Через окно прачечной был виден простор вздутой от ветра воды невской; посреди реки ставил паруса корабль голландский, привезший недавно в Петербург устрицы флембургские. Свежак сразу набил парусам «брюхи», корабль быстро поволокло в туманную даль устья, где гулял бесноватый сизый простор.
— Пойду-кась я, бабыньки, — поднялся Балакирев от печки. — Надо служить, чтобы детишки с голоду не пропали…
В аудиенц-каморе повстречался с Волынским.
— Како живешь, Емельяныч? — спросил тот шута.
— Живу! За дурость свою достатку больше тебя имею. Да какая там жизнь…
На живодерню пора, а отставки не дают. Глупая жизнь у меня! Вчера вот я заплакал было, а вокруг меня все гогочут. Думали, ради веселья ихнего реву я…
Явился в камору еще один шут — князь Голицын-Квасник. Жалко было человека: в Сорбонне учился, пылкой любовью итальянку любил, и все заставили позабыть — теперь хуже пса шпыняли. Артемий Петрович страдал за Голицына, видел в насильном шутовстве князя умышленное принижение русской знати… Он ему руку подал:
— День добрый, Михаила-Лексеич.
— Ауе, — ответил Квасник по-латыни.
Балакирев слегка тронул Волынского за рукав, поманил:
— Петрович, поди-ка в уголок, сказать хочу…
Подалее от посторонних шут ему сообщил:
— Нехорошие слухи ходят, Петрович, будто ты в дому своем гостей собираешь.

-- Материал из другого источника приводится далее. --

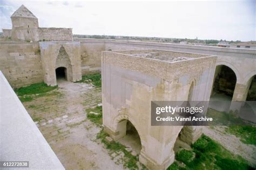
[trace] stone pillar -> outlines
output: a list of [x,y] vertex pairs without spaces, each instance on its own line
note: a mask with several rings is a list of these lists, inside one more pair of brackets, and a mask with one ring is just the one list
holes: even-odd
[[242,102],[235,102],[245,101],[247,96],[248,90],[249,90],[251,82],[249,81],[247,84],[242,84],[237,83],[233,94],[232,102],[230,108],[230,111],[239,112],[241,108],[243,105]]
[[188,145],[191,145],[201,137],[203,129],[200,126],[184,126],[180,132],[180,138]]
[[[154,147],[157,148],[156,147]],[[164,151],[161,151],[164,152]],[[156,153],[156,155],[159,155],[158,153]],[[166,158],[163,161],[159,162],[156,160],[149,157],[144,151],[142,150],[139,157],[139,161],[140,162],[144,165],[149,169],[166,169],[174,161],[174,152],[172,151],[170,153],[170,157]]]
[[232,101],[245,101],[246,100],[249,84],[237,83],[233,94]]

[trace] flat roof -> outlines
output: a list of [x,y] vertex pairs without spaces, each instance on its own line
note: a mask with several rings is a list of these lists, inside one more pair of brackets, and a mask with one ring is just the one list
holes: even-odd
[[115,51],[113,52],[128,54],[131,56],[154,59],[167,62],[174,62],[210,56],[210,55],[156,49]]

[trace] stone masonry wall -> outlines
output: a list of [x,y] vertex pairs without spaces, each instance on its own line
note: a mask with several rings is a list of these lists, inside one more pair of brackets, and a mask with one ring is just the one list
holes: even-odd
[[11,30],[3,29],[3,36],[4,36],[4,37],[11,37]]
[[152,60],[146,58],[131,56],[114,52],[103,52],[102,62],[114,66],[122,67],[138,71],[151,76],[158,77],[167,81],[172,81],[174,78],[178,78],[189,74],[198,74],[200,70],[192,65],[200,66],[205,68],[209,68],[211,61],[214,61],[215,57],[205,57],[193,60],[185,60],[178,63],[168,63],[162,61]]
[[38,44],[0,44],[0,70],[13,88],[43,82]]
[[104,42],[80,42],[82,75],[100,70],[100,58],[103,51]]
[[39,40],[41,41],[72,41],[72,29],[38,28]]

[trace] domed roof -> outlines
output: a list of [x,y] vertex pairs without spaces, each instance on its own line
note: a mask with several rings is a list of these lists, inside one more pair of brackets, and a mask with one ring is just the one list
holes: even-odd
[[14,12],[11,17],[37,18],[37,17],[23,5],[21,5],[21,7]]

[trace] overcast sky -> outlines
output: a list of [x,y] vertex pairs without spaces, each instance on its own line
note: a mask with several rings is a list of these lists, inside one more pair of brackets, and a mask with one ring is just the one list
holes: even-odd
[[0,0],[0,29],[11,28],[10,17],[22,4],[40,27],[71,27],[73,34],[256,40],[253,0]]

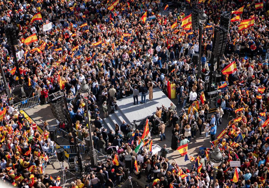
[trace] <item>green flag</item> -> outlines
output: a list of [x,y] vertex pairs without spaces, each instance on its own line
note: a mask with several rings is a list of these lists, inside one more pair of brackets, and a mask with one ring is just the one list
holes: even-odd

Проекты разные питаешь, како государством управлять. Остерман, гляди, в конфиденцию с герцогом войдет, они сообча без масла тебя изжарят с обоих боков.
— Ништо! Я теперь на такой высокий пенек подпрыгнул, откуда меня не сшибешь так просто. Да и Черкасский за меня!
— На Черепаху кабинетную не уповай надеждами, — отвечал шут. — Князь Черкасский тебя же первого и продаст, ежели в том нужда ему явится. А тобою Бирон недоволен, не любо ему, что государыня тебя слушается, а ты герцога слушаться перестал… Ведь я не дурак, как другие! Я-то понял тебя, Петрович: дружбу с герцогом ты в своих целях использовал.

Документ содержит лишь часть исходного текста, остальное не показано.